Wir sind gut darin, uns Vorteile zu sichern
Die meisten Menschen fahren aber Auto, auch ich muss noch mal raus, um die Parkuhr zu füttern. Sind wir in Wahrheit viel weniger umweltbewusst, als wir gern tun? Das stimmt, meint Andreas Ernst, vor allem viel weniger, als die Leute in Umfragen angeben. „Wir Menschen sind gut darin, zukünftige Probleme zu ignorieren, auch wenn sie absehbar sind. Und sogar noch besser darin, uns eigene Vorteile zu sichern, solange es noch geht. Ein Kollege von mir wurde mal von einem ökologisch engagierten Unternehmer gebeten, vor seinen Mitarbeitern einen Vortrag über Umweltfragen zu halten.
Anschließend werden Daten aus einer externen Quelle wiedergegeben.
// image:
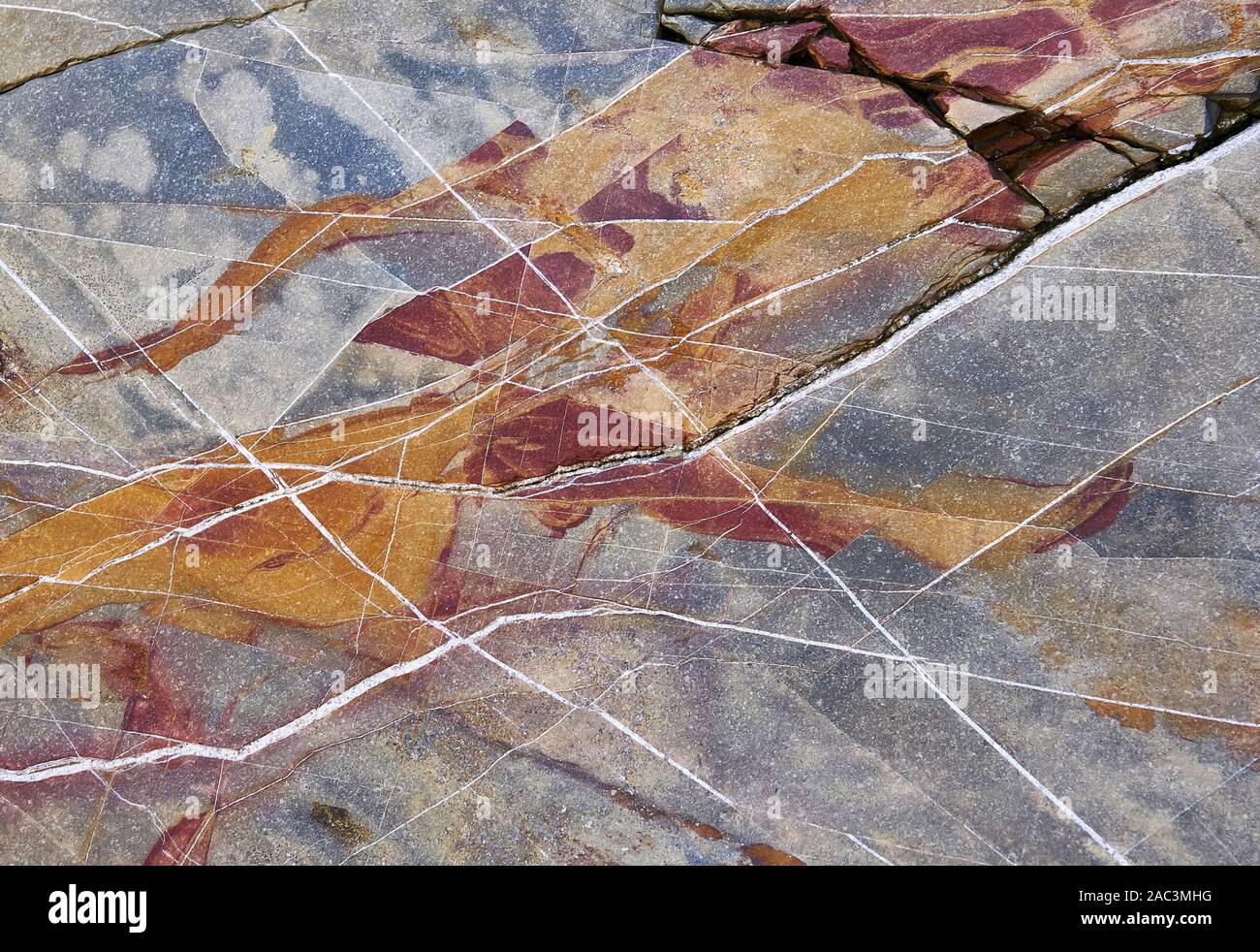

Danach führte der Unternehmer den Kollegen raus und zeigte ihm seinen PS-starken Sportwagen. Der Kollege runzelte die Stirn. Wie geht das zusammen? Ach, wissen Sie, lachte der Unternehmer, solange ich so etwas noch kann, will ich das genießen. Wir wollen alle unsere Schäfchen im Trockenen haben, ehe es anfängt zu regnen.“

Um den angelsächsischen Buchstabensalat aufzulösen: Das Zentrum erforscht interdisziplinär, also fachübergreifend Umweltprobleme, besonders in Zusammenhang mit Klimawandel und Ressourcenverbrauch. Es ist ein wichtiger Teil der Umweltkompetenz, die die Kasseler Uni ja besonders herausstellt. Professor Ernsts Forschungsgruppe erstellt Analysen des Mensch-Umwelt-Systems. „Ja, Sesam öffne dich, schon tausend Mal gehört“, sagt er. „Aber was wir hier machen, ist keine Zauberei. Wir versuchen zu beschreiben, wie sich bestimmte Verhaltensweisen, etwa unsere Umweltnutzung, in den nächsten 10, 20, 30 Jahren entwickeln werden. Wir entwerfen Landkarten von beobachtbaren und erwarteten Verhaltensweisen unter bestimmten Bedingungen. Dabei gibt es planetare Leitplanken, innerhalb derer sich die Entwicklung vollziehen muss.“

Die Evolution wurschtelt sich auch nur so durch
Umweltpsychologie, kurz gesagt, befasst sich sowohl mit den Einflüssen der Umwelt auf den Menschen als auch mit dem Verhalten des Menschen gegenüber der Umwelt – und was dieses Verhalten anrichten kann. „Die Welt ist komplizierter geworden, aber unser Gehirn ist nicht mitgewachsen“, das hat Andreas Ernst schon der ZEIT gesagt und wiederholt es nun. In der Tat: Den anatomisch modernen Menschen, also uns, gibt es seit etwa 200.000 Jahren, davon haben 150.000 Jahre lang nur ein paar Zehntausende von uns in Afrika gelebt. (Und übrigens waren wir alle schwarz.) Die Genetiker sind ziemlich sicher, das korrekt zurückverfolgen zu können. Wären wir, wie die meisten Tierarten, in etwa gleicher Zahl in unserer ökologischen Nische geblieben, worauf unser Gehirn ausgerichtet ist, hätten wir keinen Schaden anrichten können (andererseits hätte auch kein Hahn nach uns gekräht). Dann sind wir plötzlich aufgebrochen, haben uns „die Erde untertan“ gemacht und uns bis jetzt auf unfassbare sieben Milliarden vermehrt. Sind wir ein von der Natur gar nicht vorgesehener „Irrläufer der Evolution“? (Arthur Koestler)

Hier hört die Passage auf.